Biru
Karya: Putra Qois SudiyantoDi tepi laut yang berbisik pelan,
aku berdiri memandang cakrawala,
tempat langit dan laut saling bersentuhan,
menyimpan keindahan yang sulit dijelaskan kata.
Biru langit membentang tanpa batas,
tenang, luas, dan penuh rahasia.
Seakan mengajarkan bahwa harapan,
selalu ada di balik setiap perjalanan manusia.

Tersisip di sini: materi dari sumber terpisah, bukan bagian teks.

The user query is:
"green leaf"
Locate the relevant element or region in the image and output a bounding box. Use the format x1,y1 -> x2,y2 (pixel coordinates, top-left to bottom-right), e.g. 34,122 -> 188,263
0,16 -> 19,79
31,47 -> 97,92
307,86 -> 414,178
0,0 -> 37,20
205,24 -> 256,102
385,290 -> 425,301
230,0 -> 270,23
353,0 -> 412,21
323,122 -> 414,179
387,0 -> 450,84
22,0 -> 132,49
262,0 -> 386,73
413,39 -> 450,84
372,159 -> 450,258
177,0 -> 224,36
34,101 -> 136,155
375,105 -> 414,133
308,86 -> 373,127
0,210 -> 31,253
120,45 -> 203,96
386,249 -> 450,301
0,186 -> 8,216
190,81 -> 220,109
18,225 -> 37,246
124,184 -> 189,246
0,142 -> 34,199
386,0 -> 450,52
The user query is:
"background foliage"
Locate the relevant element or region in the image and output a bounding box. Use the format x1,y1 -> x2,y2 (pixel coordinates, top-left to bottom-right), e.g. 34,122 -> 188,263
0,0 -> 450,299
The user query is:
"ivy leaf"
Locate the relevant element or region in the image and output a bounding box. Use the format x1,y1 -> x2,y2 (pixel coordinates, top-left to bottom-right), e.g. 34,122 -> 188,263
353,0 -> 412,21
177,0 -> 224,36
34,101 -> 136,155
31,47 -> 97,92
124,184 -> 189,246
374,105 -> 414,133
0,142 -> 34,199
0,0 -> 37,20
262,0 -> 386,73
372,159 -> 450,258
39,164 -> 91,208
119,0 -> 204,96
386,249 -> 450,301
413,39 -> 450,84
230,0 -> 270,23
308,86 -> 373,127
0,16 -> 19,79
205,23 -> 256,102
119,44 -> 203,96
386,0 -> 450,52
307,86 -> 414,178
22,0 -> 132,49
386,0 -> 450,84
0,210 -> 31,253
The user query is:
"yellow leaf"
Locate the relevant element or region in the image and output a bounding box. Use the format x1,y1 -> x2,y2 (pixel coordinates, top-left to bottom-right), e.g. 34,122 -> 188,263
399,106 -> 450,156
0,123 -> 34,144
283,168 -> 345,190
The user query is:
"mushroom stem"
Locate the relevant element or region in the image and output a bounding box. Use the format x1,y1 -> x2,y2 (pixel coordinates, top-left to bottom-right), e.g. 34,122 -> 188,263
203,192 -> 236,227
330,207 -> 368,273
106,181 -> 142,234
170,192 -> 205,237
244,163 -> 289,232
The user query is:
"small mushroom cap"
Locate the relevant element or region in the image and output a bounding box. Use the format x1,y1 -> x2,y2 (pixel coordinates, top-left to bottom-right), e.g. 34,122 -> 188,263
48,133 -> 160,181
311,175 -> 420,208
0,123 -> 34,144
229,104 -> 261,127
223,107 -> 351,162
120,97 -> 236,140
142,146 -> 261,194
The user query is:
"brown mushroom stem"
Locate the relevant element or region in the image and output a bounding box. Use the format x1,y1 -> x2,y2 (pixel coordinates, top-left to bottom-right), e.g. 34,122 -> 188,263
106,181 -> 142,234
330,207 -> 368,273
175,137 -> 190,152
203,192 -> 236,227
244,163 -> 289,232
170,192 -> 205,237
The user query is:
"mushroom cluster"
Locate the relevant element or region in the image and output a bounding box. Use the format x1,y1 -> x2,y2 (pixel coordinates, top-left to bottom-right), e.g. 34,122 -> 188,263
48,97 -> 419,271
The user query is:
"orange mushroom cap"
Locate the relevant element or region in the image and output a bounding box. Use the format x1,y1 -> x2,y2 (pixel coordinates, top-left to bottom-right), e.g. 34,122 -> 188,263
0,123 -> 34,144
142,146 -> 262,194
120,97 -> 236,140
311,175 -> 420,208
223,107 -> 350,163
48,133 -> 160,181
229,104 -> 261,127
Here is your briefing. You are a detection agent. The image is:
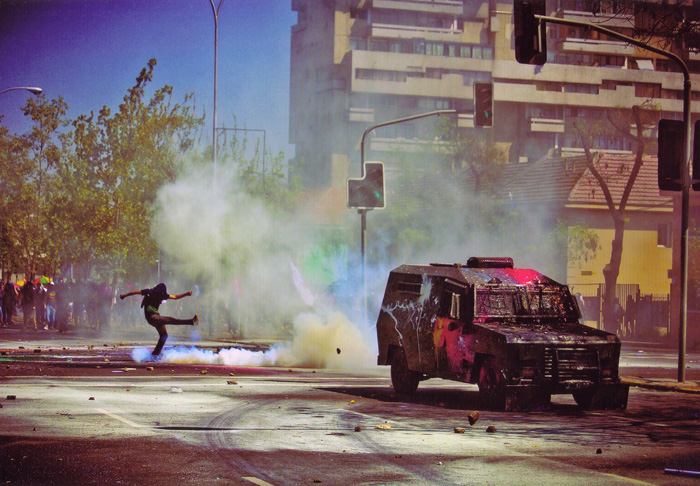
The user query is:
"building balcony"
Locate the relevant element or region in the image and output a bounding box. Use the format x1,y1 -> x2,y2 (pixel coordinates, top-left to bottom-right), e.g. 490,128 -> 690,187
348,107 -> 374,123
349,51 -> 486,99
372,0 -> 464,15
457,113 -> 474,128
370,23 -> 462,42
530,118 -> 565,133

Laut bergelombang dengan lembut,
menari mengikuti hembusan angin sore.
Setiap riaknya membawa kekaguman,
setiap deburnya menghadirkan ketenangan di hati.
Aku mengagumi bukan hanya warnanya,
melainkan caranya tetap indah dalam kesederhanaan.
Langit yang tinggi tak pernah sombong,
laut yang luas tak pernah meminta pujian.
Dan saat mata memandang jauh ke ujung biru itu,
aku sadar bahwa keindahan sejati,
sering kali hadir dalam diam,
mengajarkan manusia untuk bersyukur dan mengagumi.
Di antara langit dan laut yang membiru,
aku menemukan alasan untuk jatuh kagum berulang kali.